Fast Fourier Transform and Polynomial Multiplication

Explainer

The Fast Fourier Transform is one of the most consequential algorithms in all of computer science and applied mathematics. Its core contribution is reducing the Discrete Fourier Transform (DFT) — a linear transformation that converts between the coefficient representation and the frequency representation of a sequence — from O(n^2) to O(n log n). This speedup has had immense practical impact in signal processing, image compression, telecommunications, and scientific computing, but its role in algorithm design centers on polynomial multiplication: the FFT makes it possible to multiply two polynomials of degree n in O(n log n) time, a fundamental operation with consequences throughout theoretical computer science.

The algorithm exploits the algebraic structure of roots of unity.

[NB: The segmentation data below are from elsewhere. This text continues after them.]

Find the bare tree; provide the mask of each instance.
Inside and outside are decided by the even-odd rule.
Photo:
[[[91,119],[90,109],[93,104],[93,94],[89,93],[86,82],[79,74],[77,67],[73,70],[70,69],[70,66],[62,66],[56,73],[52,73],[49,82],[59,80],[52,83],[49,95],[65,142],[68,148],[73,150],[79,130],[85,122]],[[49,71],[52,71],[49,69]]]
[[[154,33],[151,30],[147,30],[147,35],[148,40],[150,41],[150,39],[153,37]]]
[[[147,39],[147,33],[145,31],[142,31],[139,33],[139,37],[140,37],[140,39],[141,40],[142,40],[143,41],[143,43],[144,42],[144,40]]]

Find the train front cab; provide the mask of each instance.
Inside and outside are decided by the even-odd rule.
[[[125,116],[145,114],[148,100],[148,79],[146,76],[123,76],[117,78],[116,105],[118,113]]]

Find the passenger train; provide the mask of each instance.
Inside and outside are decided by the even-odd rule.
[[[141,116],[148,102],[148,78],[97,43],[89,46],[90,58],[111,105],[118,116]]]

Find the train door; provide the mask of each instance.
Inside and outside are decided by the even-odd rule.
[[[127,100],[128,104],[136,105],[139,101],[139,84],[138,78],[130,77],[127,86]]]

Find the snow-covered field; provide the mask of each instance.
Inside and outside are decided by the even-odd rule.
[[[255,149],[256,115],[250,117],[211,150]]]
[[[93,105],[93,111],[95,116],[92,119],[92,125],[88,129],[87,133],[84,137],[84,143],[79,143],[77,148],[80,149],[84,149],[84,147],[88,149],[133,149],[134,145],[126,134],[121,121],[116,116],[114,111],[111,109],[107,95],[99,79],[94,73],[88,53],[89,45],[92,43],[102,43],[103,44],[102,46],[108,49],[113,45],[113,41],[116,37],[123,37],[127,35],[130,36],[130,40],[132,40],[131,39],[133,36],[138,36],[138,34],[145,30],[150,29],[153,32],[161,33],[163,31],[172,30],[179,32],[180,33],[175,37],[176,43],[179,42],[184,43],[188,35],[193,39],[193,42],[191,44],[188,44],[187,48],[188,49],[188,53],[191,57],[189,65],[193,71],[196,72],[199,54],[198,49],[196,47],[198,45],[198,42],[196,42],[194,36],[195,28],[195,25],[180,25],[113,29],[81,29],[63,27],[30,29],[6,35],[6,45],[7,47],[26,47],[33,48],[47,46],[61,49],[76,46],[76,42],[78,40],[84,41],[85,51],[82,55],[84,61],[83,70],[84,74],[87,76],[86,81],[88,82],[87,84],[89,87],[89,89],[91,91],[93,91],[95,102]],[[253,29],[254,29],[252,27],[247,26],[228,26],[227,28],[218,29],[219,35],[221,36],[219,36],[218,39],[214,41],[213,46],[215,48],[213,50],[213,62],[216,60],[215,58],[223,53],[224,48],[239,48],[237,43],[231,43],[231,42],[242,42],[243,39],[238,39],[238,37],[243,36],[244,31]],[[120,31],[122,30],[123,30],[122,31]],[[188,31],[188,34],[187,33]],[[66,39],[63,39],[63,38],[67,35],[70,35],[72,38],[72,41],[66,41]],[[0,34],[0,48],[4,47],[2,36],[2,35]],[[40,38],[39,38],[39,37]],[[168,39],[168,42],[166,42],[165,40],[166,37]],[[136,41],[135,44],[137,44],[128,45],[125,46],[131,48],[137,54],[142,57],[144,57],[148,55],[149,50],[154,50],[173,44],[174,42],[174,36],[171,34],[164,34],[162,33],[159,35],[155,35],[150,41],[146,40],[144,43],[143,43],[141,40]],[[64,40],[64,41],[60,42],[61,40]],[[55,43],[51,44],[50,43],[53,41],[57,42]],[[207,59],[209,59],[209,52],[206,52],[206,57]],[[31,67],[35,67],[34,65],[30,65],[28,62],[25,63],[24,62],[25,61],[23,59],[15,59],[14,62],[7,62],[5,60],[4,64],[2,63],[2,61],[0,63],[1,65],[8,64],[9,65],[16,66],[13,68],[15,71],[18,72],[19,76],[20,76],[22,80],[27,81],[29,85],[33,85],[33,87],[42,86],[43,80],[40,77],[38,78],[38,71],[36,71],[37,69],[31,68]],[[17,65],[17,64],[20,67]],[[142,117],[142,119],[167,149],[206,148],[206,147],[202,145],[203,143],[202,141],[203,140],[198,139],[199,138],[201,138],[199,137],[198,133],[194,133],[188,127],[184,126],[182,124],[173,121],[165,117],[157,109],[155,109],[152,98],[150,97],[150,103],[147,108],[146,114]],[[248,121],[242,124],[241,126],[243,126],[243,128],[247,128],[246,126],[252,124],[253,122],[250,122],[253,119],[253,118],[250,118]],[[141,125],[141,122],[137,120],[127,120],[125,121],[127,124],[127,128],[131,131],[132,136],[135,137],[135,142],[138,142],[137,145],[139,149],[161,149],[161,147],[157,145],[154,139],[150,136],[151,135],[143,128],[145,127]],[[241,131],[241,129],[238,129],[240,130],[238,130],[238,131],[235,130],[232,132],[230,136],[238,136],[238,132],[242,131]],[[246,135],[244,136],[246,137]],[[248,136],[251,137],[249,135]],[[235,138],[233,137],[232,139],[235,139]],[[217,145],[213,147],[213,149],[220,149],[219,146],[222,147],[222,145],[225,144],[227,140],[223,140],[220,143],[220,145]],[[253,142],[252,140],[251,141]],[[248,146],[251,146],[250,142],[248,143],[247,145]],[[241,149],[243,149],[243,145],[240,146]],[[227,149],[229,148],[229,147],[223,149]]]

Let omega = e^(2*pi*i/n) be a primitive n-th root of unity. The DFT evaluates a polynomial A(x) = a_0 + a_1*x + ... + a_{n-1}*x^{n-1} at the points 1, omega, omega^2, ..., omega^{n-1}. The Cooley-Tukey FFT splits A into even-indexed and odd-indexed coefficients: A(x) = A_even(x^2) + x*A_odd(x^2). The magic is that evaluating A_even and A_odd at the squares of the n-th roots of unity is exactly evaluating them at the (n/2)-th roots of unity — because squaring the n-th roots collapses them to the (n/2)-th roots. This gives a perfect divide-and-conquer: two recursive FFTs of size n/2, plus O(n) "butterfly" operations to combine. The recurrence T(n) = 2T(n/2) + O(n) gives T(n) = O(n log n).

Polynomial multiplication follows a three-step pipeline. To multiply A(x) and B(x), both of degree n: (1) evaluate A and B at 2n roots of unity using two FFTs (O(n log n) each), (2) multiply the values pointwise to get the values of C = AB at the 2n roots of unity (O(n)), (3) apply the inverse FFT to recover the coefficients of C (O(n log n)). The correctness relies on the fundamental fact that a polynomial of degree d is uniquely determined by its values at d+1 points, and that pointwise multiplication of values corresponds to polynomial multiplication. The total cost is O(n log n), an exponential improvement over the O(n^2) of naive coefficient-by-coefficient convolution.

The connection to integer multiplication runs through the observation that multiplying two n-bit integers is essentially multiplying two polynomials (with base-B "coefficients") followed by carry propagation. The Schonhage-Strassen algorithm (1971) made this practical by performing the FFT over the ring Z/(2^m + 1)Z rather than over the complex numbers. In this ring, 2 is a root of unity of order 2m, so all arithmetic is exact (no floating-point roundoff) and each operation takes O(m) bit operations. The recursive structure (use the FFT to multiply large integers, but the FFT itself requires integer multiplications for the butterfly operations) is handled by recursing until the integers are small enough for schoolbook multiplication. The resulting O(n log n log log n) complexity was the best known for 36 years, until Furer improved the log log n factor in 2007, and Harvey and van der Hoeven achieved the conjectured optimal O(n log n) in 2021.

Beyond multiplication, the FFT appears throughout algorithm design. Fast string matching can be reduced to polynomial multiplication (represent text and pattern as polynomials, compute their convolution). The FFT is essential for fast algorithms in computational geometry (polygon area, point-set diameter), coding theory (Reed-Solomon encoding/decoding), and combinatorics (computing convolutions that arise in counting problems). The Number Theoretic Transform (NTT) — the FFT over finite fields — is the basis for fast modular arithmetic in cryptography and for efficient implementations of operations in lattice-based cryptographic schemes. The FFT's combination of theoretical elegance (a single divide-and-conquer idea, enabled by the algebraic structure of roots of unity) and extraordinary practical impact places it among the greatest algorithmic achievements of the 20th century.